As a result, to reach these different polarization states, one needs to introduce different phase delays, and that can be accomplished simply by varying the electrical length of the transmission lines that feed the antenna. By controlling the phase in the feeding at two orthogonal points of a square microstrip antenna, this work aims to obtain three different types of polarization: (i) linear 45° slanted, (ii) left circular and (iii) right circular. The proposed concept is shown in Figure 1, where a transmission line feeding path is presented, and later, using a basic T-junction power splitter, it is divided into two sub-paths (Left Pathway and Right Pathway) that go towards two points that feed the patch on two orthogonal faces, and each of the main sub-paths is called “Main Segment Left” and “Main Segment Right”. Additionally, two sections of line were added, with an electrical length greater than the Main Segment by 90°, which are called “Phase Segment Left” and “Phase Segment Right”.

By controlling which of the paths (either “Main” or “Phase”) the signal will undergo in each Pathway, it will be possible to generate the three different polarizations in the antenna. In this sense, it was necessary to develop a biphasic switching circuit control.

The antenna and transmission lines were designed using microstrip technology printed on a single-layer PCB and to operate at 5.8 GHz central frequency. The Isola Astra MT77 was the selected dielectric substrate, with a thickness of 0.76 mm, a relative permittivity of ɛ_r = 3.00, and a loss tangent tan δ = 0.0017 @ 10 GHz.

2.1. Symmetric Bias-Controlled Biphasic Phase Shifter

Figure 2 presents the layout of the designed biphasic 0°/90° Phase Shifter (PS) device that is based on switched delay lines [22]. Reconfigurability in this context refers to the ability to control at each moment which of the pathway lines will be active (Main or Phase), and, therefore, which polarization the antenna has at that moment. The blue line (Phase Segment) has an additional electrical length of λ/4 in comparison to the red line (Main Segment); therefore, the signal phase offset between the two segments corresponds to 90°.

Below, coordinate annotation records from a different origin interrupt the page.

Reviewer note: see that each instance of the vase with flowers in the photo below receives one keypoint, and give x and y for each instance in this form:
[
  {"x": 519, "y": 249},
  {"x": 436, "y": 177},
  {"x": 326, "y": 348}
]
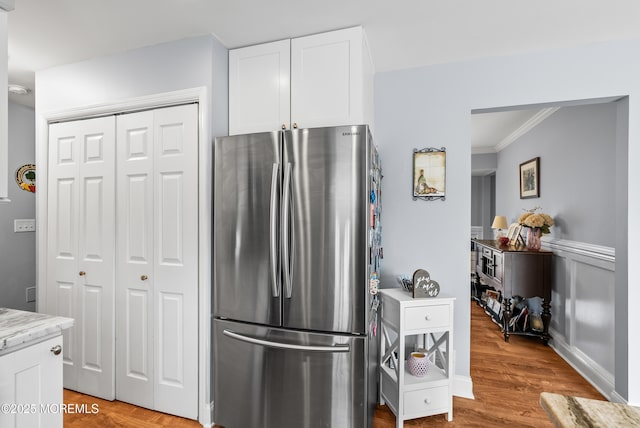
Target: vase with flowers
[{"x": 537, "y": 224}]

This circuit, in addition to the two segments connected to the common RF 100 Ω characteristic impedance transmission lines, also includes four PIN diodes (D1, D2, D3, and D4), arranged in two pairs with opposite orientations. At any given moment, one pair of diodes connects (in forward-biased mode) one segment whereas the other pair isolates the other segment (in reverse-biased mode).

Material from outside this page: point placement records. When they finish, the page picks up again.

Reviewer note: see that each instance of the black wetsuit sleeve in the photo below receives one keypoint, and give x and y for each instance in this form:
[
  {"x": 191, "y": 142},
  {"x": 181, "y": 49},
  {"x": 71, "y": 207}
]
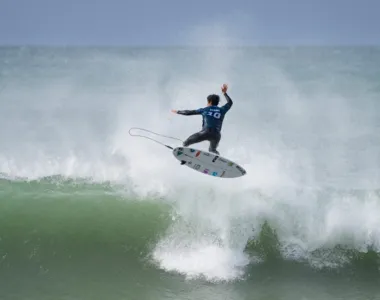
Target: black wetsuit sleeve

Table 1. Forward and reversed biased diodes to connect each segment.

Microstrip Line Segments	Diodes
	D1 and D2	D3 and D4
Main Segment	ON	OFF
Phase Segment	OFF	ON

summarizes the different states for each diode in the circuit that turn each segment ON or OFF. OFF represents reverse bias, whereas ON means forward bias.

The PIN diode used was the MA4SPS402 [23], which has as its main characteristics a series resistance of R_s = 5 Ω, and a total capacitance C_t of 0.045 pF. There is still a biasing circuit (Grey colour) that connects both segments to the ground (for signal), allowing the switching of the diodes to be conducted using a symmetric voltage ±Vin. Considering Vin = 4.8 V, two equal resistances R1 = R2 = 390 Ω were also added to the polarization circuit to balance the operation of the two diodes simultaneously and ensure a forward current of I_f = 10 mA. DC coupling capacitors (C1 and C2) were also integrated into the PS electronic circuit. After the design process, the biphasic switching circuit was included in the architecture previously presented (Figure 1).

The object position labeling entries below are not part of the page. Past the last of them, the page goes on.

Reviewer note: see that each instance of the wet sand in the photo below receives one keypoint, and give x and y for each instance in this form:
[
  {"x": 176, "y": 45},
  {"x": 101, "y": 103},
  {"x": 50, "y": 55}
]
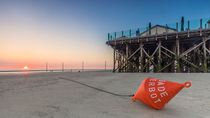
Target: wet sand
[{"x": 45, "y": 95}]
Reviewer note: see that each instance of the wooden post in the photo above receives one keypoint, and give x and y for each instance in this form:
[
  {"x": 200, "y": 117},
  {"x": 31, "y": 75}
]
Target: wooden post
[
  {"x": 141, "y": 56},
  {"x": 127, "y": 54},
  {"x": 46, "y": 67},
  {"x": 62, "y": 67},
  {"x": 82, "y": 66},
  {"x": 177, "y": 55},
  {"x": 204, "y": 53},
  {"x": 105, "y": 66},
  {"x": 150, "y": 26},
  {"x": 200, "y": 27},
  {"x": 114, "y": 59},
  {"x": 182, "y": 24},
  {"x": 159, "y": 54},
  {"x": 188, "y": 28},
  {"x": 177, "y": 30}
]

2.2. Multi-Polarization Reconfigurable Microstrip Patch Antenna

The biphasic switching circuit was introduced into the middle of each left and right Pathways, and the resulting antenna architecture is shown in Figure 3. The antenna structure includes a square patch fed on two orthogonal faces through a double quarter-wavelength transformer to match its input impedance to the assumed characteristic impedance for the transmission lines, 100 Ω. On the other side of the phase switching circuit, there is a basic power divider, T-Junction, that connects two 100 Ω lines to a simple input line with a 50 Ω characteristic impedance. All relevant dimensions are presented in

Table 2. The resulting dimensions of the Multi-Polarization Reconfigurable Microstrip Antenna.

W = L	wt1	wt2	lt1	lt2	w100	w50
14.34 mm	1.04 mm	2.88 mm	8.79 mm	7.66 mm	0.44 mm	1.77 mm

.

The final antenna has four operation modes that depend on the values of Vin1 and Vin2 and whether these are equal to +Vin or −Vin. A summarized version of how to attain the different polarization states is presented in

Table 3. Antenna polarization states according to control V_bias applied for each phase shifter.

Mode	Right Pathway	Left Pathway	Vin1 (V)	Vin2 (V)
CP1	Phase Segment	Main Segment	−Vin	+Vin
CP2	Main Segment	Phase Segment	+Vin	−Vin
LP1	Main Segment	Main Segment	+Vin	+Vin
LP2	Phase Segment	Phase Segment	−Vin	−Vin

, as well as the segments that are connected to each pathway for each mode. As previously mentioned, the antenna was designed assuming Vin = 4.8 V. It is important to mention that the LP1 and LP2 modes correspond to the same linear polarization (45° slant), since the patch is fed with equal amplitude and in phase.

Figure 4 shows, for the different operating states of the designed antenna, the variation of the simulated electric field along the patch, for four fixed moments during a period T. For example, for the CP1 state it is possible to see that for the instant t = 0 s, the feeding signal at the vertical point (bottom side of the patch) has a value close to zero, while at the horizontal point (right side of the patch) the feeding signal has a high value, and the field distribution (instantaneously) resembles the TM01 mode. After a quarter of the period t = T/4 s the instantaneous situation is the opposite, that is, the feeding signal at the vertical point presents a maximum while at the horizontal point it presents a minimum, and in this case the instantaneous image of the distribution of the electric field resembles TM10 mode. It should be noted that in the case of states CP1 and CP2, the antenna feed signals are out of phase by T/4 s from each other to enable the generation of circular polarization.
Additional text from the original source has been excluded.